What I Know Right Now

What I Know Right Now

What I know in this minute:

-It feels good to have thought about dinner in advance and have the ingredients for pulled pork cooking in the slow cooker before lunch.

-I future-trip a lot. Or past-fall. Or find myself off in some daydream. Like when I’m doing yoga in the morning and I’m running through Moana in my head and humming the songs, and then I’ll realize I have no recollection of the past 5 minutes of exercise. But I guess I followed along because I’m still doing what the lady on the video is doing.

-I love my kids. So much it hurts sometimes. I never really knew I could love like this. When I hear having kids described as like having your heart living outside your body, I better understand what whoever said/wrote that meant.

-I kind of feel like folding laundry and/or cleaning something.

-A part of my brain/some inner voice wants me to edit my life a lot of the time (so it’s more “right” or something). I’m getting more and more aware of this push to edit. Sometimes I find myself lost up in it; other times I recognize it for what it is. Kind of interesting.

-Learning an aerial cartwheel was one of the highest gymnastics highs I can remember. I was about 8 and training at a gym in Wisconsin called Lakes Area. The gym was on the top floor of an insurance building. It was actually a concern for falling out the window on bars or beam if the events weren’t set up properly and we misjudged timing for a dismount. The gym itself was small and did not have a regulation-sized floor mat. And it was where I began to love gymnastics – I feel warm and fuzzy thinking about it. Anyway, the day I figured out how to do an aerial on my own was awesome. I did the skill over and over — because it felt amazing. I wonder if I could still do one.
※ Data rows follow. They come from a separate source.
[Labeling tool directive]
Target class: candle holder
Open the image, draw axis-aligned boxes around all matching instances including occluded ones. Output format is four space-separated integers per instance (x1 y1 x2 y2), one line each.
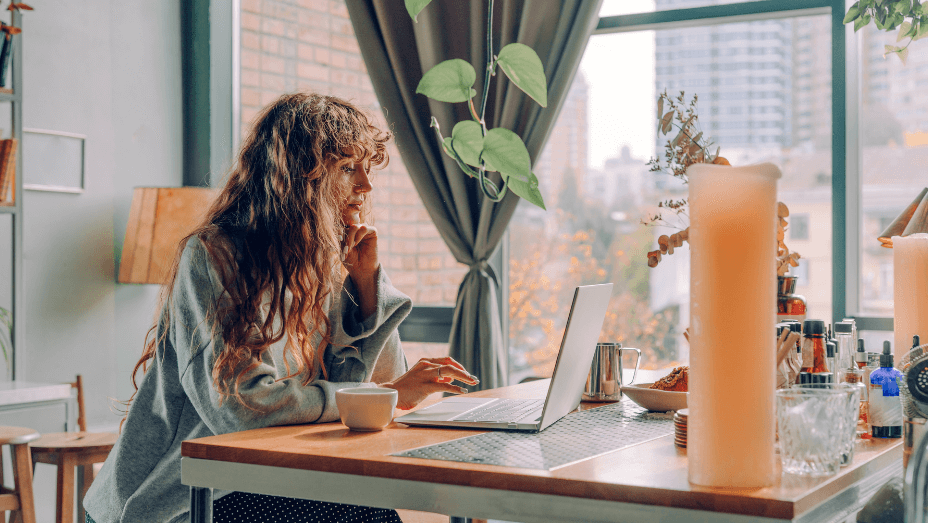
877 187 928 249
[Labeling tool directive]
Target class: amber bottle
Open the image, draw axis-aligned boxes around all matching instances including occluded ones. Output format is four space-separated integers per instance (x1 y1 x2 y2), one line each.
799 320 831 373
777 276 806 323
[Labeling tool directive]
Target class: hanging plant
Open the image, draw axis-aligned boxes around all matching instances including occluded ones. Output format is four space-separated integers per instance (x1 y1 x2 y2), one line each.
844 0 928 65
406 0 548 209
641 91 801 276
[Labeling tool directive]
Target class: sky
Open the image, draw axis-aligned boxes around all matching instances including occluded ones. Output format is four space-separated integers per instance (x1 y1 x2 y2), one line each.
580 0 657 169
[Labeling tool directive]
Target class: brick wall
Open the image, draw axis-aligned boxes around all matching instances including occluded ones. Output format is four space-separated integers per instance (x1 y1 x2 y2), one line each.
241 0 467 360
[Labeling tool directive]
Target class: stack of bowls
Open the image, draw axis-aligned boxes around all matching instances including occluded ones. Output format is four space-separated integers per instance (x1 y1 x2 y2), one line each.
673 409 690 449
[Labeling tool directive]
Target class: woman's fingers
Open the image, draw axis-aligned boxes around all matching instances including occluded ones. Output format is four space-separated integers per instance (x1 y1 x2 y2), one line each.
415 358 480 385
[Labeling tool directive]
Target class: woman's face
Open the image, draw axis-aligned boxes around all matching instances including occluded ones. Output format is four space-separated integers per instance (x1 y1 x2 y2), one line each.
341 160 373 225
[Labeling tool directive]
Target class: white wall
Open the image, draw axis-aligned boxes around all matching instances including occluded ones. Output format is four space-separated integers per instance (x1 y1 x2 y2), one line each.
17 0 182 427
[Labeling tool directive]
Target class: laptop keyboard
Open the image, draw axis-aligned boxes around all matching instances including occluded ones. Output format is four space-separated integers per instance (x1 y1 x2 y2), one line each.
454 399 545 423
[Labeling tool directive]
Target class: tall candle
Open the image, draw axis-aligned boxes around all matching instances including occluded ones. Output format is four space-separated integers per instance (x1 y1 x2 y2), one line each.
687 163 780 488
892 233 928 364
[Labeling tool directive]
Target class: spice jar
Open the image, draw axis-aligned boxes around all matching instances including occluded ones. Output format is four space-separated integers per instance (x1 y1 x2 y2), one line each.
799 320 829 374
777 276 806 322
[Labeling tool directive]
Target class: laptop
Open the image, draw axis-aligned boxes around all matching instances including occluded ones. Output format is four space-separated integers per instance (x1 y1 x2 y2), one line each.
395 283 612 432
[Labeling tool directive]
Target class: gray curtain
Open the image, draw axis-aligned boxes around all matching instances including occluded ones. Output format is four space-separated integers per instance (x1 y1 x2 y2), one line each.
346 0 602 389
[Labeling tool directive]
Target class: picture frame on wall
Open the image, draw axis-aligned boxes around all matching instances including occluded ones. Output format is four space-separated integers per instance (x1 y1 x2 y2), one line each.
22 129 87 194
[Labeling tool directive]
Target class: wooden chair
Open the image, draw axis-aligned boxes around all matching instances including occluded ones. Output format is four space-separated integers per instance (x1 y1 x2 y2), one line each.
0 427 39 523
30 375 119 523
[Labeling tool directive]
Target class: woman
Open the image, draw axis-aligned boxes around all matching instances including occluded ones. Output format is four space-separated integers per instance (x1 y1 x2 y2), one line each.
84 94 477 523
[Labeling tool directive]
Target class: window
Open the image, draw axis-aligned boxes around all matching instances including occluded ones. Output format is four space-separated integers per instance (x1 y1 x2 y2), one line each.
788 213 809 240
508 0 832 382
859 22 928 316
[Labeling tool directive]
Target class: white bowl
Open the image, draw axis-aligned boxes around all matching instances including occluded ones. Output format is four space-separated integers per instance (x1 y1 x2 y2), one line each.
335 387 399 432
622 383 688 412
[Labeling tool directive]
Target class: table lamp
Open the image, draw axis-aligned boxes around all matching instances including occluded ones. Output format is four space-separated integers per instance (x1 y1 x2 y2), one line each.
119 187 219 284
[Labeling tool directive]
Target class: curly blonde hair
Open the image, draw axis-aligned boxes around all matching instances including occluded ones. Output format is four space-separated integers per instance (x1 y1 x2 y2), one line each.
130 93 391 401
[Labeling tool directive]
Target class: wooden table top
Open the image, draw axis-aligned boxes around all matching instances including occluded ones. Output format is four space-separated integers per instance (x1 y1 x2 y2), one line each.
181 380 902 519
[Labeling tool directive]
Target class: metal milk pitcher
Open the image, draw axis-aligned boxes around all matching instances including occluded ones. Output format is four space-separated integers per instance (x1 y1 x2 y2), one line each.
583 343 641 401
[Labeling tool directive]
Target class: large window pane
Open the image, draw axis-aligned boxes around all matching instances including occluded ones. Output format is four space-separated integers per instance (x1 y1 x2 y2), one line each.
599 0 757 16
509 16 831 381
860 25 928 316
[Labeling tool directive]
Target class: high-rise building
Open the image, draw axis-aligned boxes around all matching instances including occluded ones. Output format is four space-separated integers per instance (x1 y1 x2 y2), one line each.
655 0 793 154
534 71 590 208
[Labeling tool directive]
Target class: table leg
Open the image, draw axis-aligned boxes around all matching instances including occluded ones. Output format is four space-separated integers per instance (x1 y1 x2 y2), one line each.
77 463 93 523
190 487 213 523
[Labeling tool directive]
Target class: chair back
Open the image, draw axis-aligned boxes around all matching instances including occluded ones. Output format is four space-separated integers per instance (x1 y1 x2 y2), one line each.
71 374 87 432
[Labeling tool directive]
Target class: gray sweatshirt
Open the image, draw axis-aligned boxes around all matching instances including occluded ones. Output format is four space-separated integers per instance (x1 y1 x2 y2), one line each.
84 238 412 523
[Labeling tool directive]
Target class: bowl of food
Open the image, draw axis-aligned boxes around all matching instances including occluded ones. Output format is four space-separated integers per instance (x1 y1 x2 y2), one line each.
622 367 689 412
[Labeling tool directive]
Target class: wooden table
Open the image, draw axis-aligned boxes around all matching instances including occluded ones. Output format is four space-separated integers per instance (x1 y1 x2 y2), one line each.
181 380 902 523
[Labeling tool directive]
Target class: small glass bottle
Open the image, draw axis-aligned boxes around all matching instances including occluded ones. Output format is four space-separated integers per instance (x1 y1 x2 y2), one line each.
777 276 807 322
870 341 902 438
799 320 829 373
825 341 839 383
835 321 857 369
844 368 870 439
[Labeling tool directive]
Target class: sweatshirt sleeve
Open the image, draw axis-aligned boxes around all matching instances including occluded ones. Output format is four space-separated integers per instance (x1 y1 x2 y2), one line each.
174 238 406 434
325 266 412 383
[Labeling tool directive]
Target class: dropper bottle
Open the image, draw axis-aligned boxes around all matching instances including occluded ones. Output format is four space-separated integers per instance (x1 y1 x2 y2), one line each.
869 341 902 438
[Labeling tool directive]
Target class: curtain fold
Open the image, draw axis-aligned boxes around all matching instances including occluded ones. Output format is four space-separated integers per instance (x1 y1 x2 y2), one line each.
346 0 602 389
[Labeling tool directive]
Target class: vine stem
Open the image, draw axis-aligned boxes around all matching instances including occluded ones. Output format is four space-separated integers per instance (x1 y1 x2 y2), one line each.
471 0 509 202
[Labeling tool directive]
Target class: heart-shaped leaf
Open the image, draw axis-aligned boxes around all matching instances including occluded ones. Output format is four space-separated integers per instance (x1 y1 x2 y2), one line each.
912 18 928 40
844 0 860 24
406 0 432 22
483 127 532 183
416 58 477 103
854 13 870 33
509 173 547 210
658 111 673 134
497 43 548 107
451 120 483 167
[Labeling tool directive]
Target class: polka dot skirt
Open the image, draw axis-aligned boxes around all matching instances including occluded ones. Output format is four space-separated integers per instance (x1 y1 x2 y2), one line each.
213 492 402 523
86 492 403 523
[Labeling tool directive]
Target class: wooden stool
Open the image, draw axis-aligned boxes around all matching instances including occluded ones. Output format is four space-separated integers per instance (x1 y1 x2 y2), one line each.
30 375 119 523
0 427 39 523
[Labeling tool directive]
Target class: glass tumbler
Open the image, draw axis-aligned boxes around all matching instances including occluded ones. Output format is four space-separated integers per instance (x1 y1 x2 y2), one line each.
776 385 860 476
793 383 862 466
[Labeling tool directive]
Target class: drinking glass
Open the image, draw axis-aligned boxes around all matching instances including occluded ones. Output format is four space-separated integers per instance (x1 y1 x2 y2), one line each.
777 384 860 476
793 383 861 466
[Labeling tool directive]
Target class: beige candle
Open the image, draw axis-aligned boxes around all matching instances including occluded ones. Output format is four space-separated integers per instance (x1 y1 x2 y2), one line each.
687 163 780 488
892 234 928 365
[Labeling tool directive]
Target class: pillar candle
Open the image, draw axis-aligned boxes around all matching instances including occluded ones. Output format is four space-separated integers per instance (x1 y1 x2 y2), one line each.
892 233 928 365
687 163 780 488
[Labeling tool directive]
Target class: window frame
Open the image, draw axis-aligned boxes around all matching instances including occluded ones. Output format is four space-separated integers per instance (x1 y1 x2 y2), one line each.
402 0 893 360
593 0 893 331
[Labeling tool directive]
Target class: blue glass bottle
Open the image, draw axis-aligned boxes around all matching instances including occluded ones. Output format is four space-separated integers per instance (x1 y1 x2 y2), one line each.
870 341 902 438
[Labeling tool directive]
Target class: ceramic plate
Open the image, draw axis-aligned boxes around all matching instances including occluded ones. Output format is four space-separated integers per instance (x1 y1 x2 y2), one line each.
622 383 687 412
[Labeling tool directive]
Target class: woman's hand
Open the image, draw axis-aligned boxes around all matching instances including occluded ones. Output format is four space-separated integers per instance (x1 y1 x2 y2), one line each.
342 223 380 282
342 223 380 318
380 357 480 410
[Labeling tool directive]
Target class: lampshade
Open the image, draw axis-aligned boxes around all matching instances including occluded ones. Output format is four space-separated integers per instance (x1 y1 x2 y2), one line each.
119 187 218 284
877 187 928 249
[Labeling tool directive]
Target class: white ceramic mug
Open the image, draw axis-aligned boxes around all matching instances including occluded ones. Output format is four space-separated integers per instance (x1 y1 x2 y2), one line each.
335 387 399 432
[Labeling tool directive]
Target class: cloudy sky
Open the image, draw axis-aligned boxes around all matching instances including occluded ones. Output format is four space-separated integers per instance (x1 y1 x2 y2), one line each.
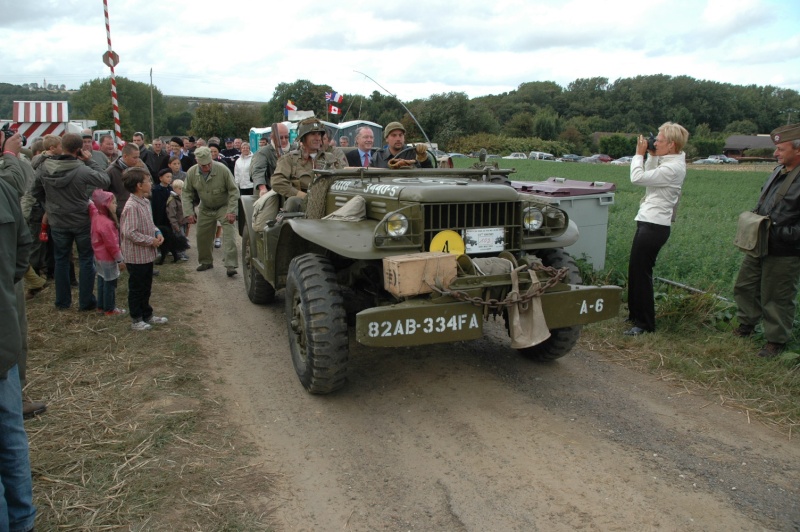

-My kids are really loud sometimes. I have more and more empathy, compassion, and appreciation for my parents. Parenting is something else. Some days I want to trade it for something else, but really, I wouldn’t. It’s too interesting and continually stretches me (plus a million other reasons, including getting in trouble with some authority if I ditched). To my parents, thank you.

That’s all for now. Things may change in a moment or stay the same. I guess we’ll see. I’m practicing staying in the now. It’s kind of challenging.